Post by rainbowfish on Apr 14, 2018 19:54:20 GMT -6
One of the easiest blue-eyes (Pseudomugil) to keep and breed is Pseudomugil cyanodorsalis. The only “problem” is that you really need to keep them in very salty water. I keep them between 1.014 – 1.017 specific gravity or just under 2 cups of sea salt per 5 gallons of water. That keeps them happy with very bright yellows and fantastic neon blue. People that keep them with a lot less salt eventually don’t have them anymore, the fish really does its best with a lot of salt. Dave has been keeping them for some time now at 1.023 SG (full seawater) so that he can keep some corals in with them. I think eventually I will keep them in full sea water but will use safe macro-algae instead of potentially harmful stinging corals. These fish never stop moving which is why I still don’t have a good photo of them.
I keep 20,30, 40 whatever of them in a bare 10 gallon tank with just a nice 4” diameter ATI hydrosponge with a .5” x.5” x 1.5” ceramic air stone inside it.
The outside bottom is painted black and the sides and back are covered with black contact paper. A breeding mop with a float is wrapped around the airline tube so that it hangs close to the bubbles of air coming up from the sponge filter. I feed pretty much just live baby brine shrimp which stays alive until they eat it. I occasional give the adults a few bites of frozen brine shrimp and occasionally some finely chopped live black worms. When they are feeling good the mop can literally have 100+ eggs in it. It really couldn’t be any easier.
You show me another Pseudomugil that puts out that many eggs that actually stay in the mop. The fish don’t seem to eat the eggs but they will eat the fry so the fry have to be raised in another aquarium for a few weeks until they are big enough to not be eaten. But you’ve heard that story before. My “salt-proof” 10 gallon tank sprang a leak a few months ago and I had to quickly replace it with another 10 gallon tank. Even though it has a fairly tight fitting glass lid I can still see a lot of salt on the lid and now going over the sides. It’s pretty messy! This tank didn’t have a wide enough lip on the top to “salt-proof” it so I got another one that would work for this purpose.

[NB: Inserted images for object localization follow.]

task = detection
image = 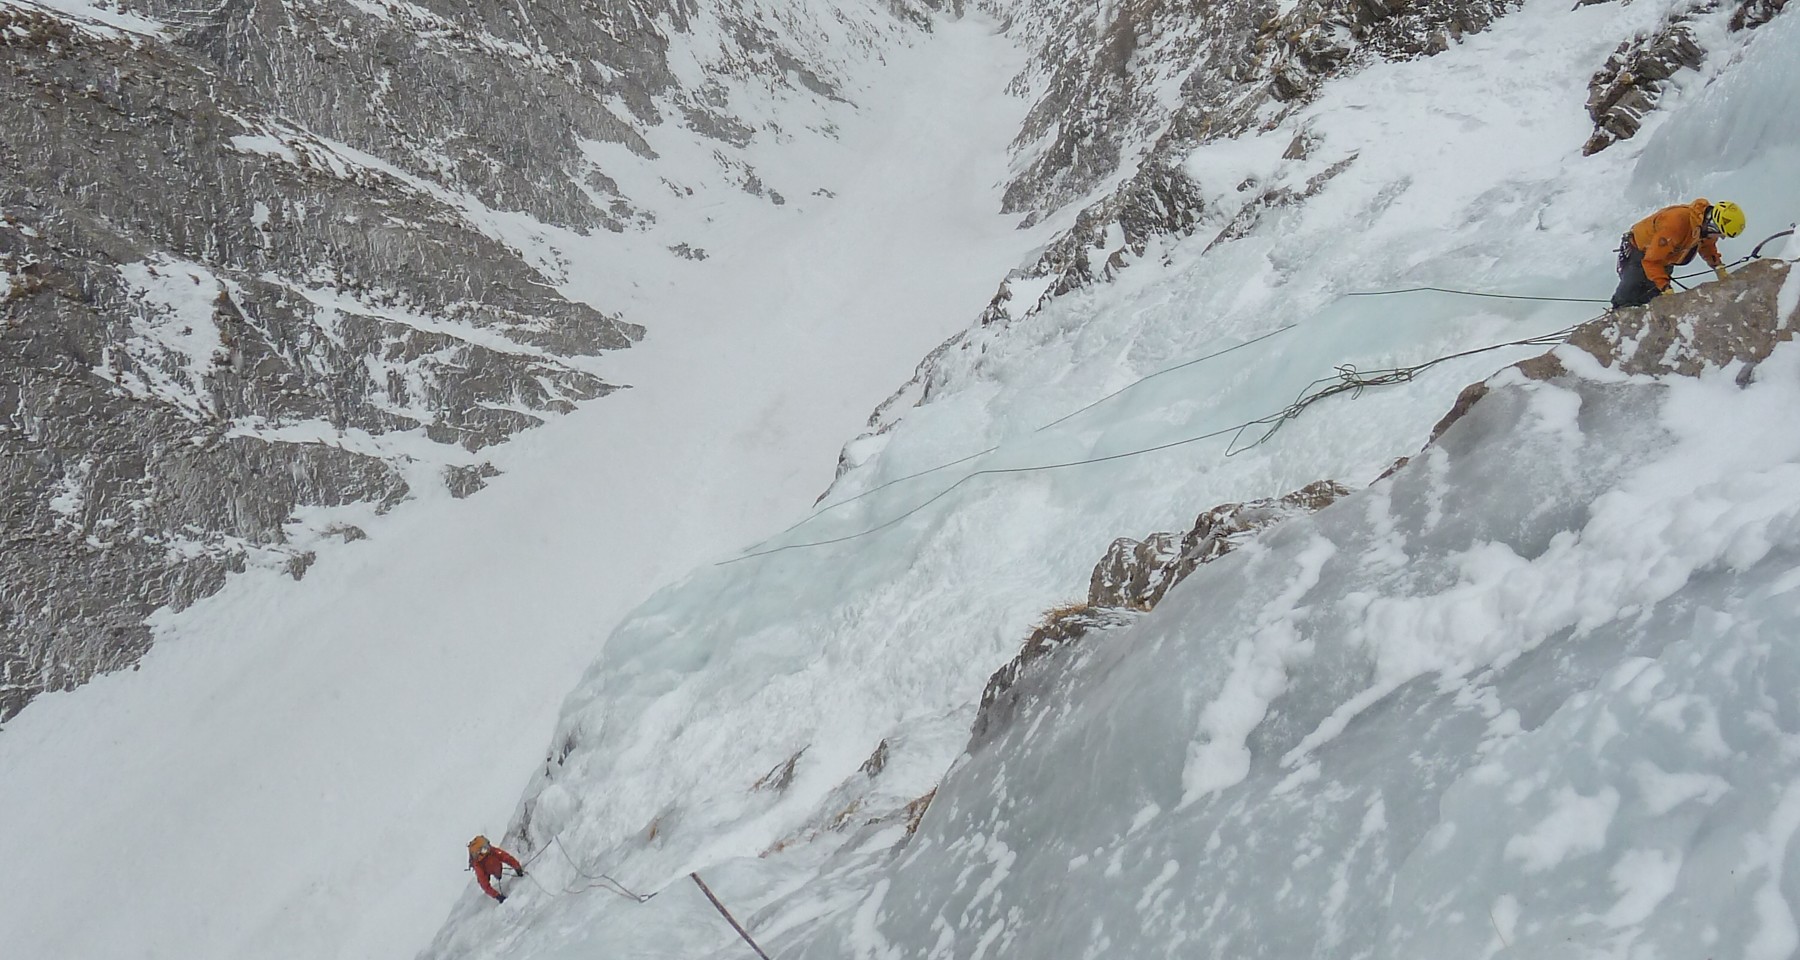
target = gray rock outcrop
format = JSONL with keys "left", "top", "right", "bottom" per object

{"left": 1430, "top": 258, "right": 1794, "bottom": 446}
{"left": 1582, "top": 13, "right": 1708, "bottom": 155}
{"left": 1583, "top": 0, "right": 1788, "bottom": 156}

Ten gallon aquariums come in slightly different shapes and especially different looking rims. I turn my 10 gallon tanks in sideways to the rack so I need a tank that has a decent rim all of the way around so that it will hold the glass top without sliding into the aquarium. Some models barely have a 1/16” rim which is pretty much worthless when turned sideways. For a “salt proofing” though a tank with a ¼” lip is really desired.
1)Gather your aquarium, GE silicon I, Saran Wrap, smoothing tool, caulking gun and some paper towels to clean up any messes. If it’s a used aquarium make sure you really clean the rim well. If you don’t the silicon won’t stick very well to it.
2)Cut six pieces of saran wrap. The roll is about 12” long you need pieces about 3-4” wide, just easy enough to handle.
3)Put down a very thin bead of GE Silicon I all of the way around the rim of the tank. This brand doesn’t have any anti-fungals in it which will kill your fish. There are a few other brands out there that work too so do your research if you change to something else.
4)Smooth this into a flat layer with your “smoothing tool”, making sure you cover the entire ¼” rim all around.
5)Carefully lay the saran wrap over the smoothed silicon and press it gently into place. You are trying to make yourself a “silicon gasket” that will eventually fit between the tank rim and your glass top.
6)Carefully lay your glass top in place, making sure that it is pushed down all around. Let it dry over night or at least for 8 hours. If you remove the glass lid and saran wrap too early you might pull up the silicon.
7)Remove the lid and the saran wrap. It will probably require a few more hours of curing before it is totally dry.
8)Put the glass lid back in place and check the fit. If you’ve done it right you should have a very tight seal. If you notice in the picture labeled “finished product” you will see that the glass top has a very small triangle of glass cut out of the back left hand portion of it. This is cut just small enough so that a piece of airline tubing can get into the tank to power the sponge filter. Keeping a tight lid on the tank will help keep almost all of the salt in the aquarium, where it belongs.
So that’s it, it couldn’t be any easier. So now it’s time to stop whining about how the salt is so messy and start keeping some of these beautiful fish. Oh yeah if you are lusting for some of those Ross River (Townsville) Pseudomugil signifer, they do quite well at 1.011 so you’ll need to salt-proof another tank.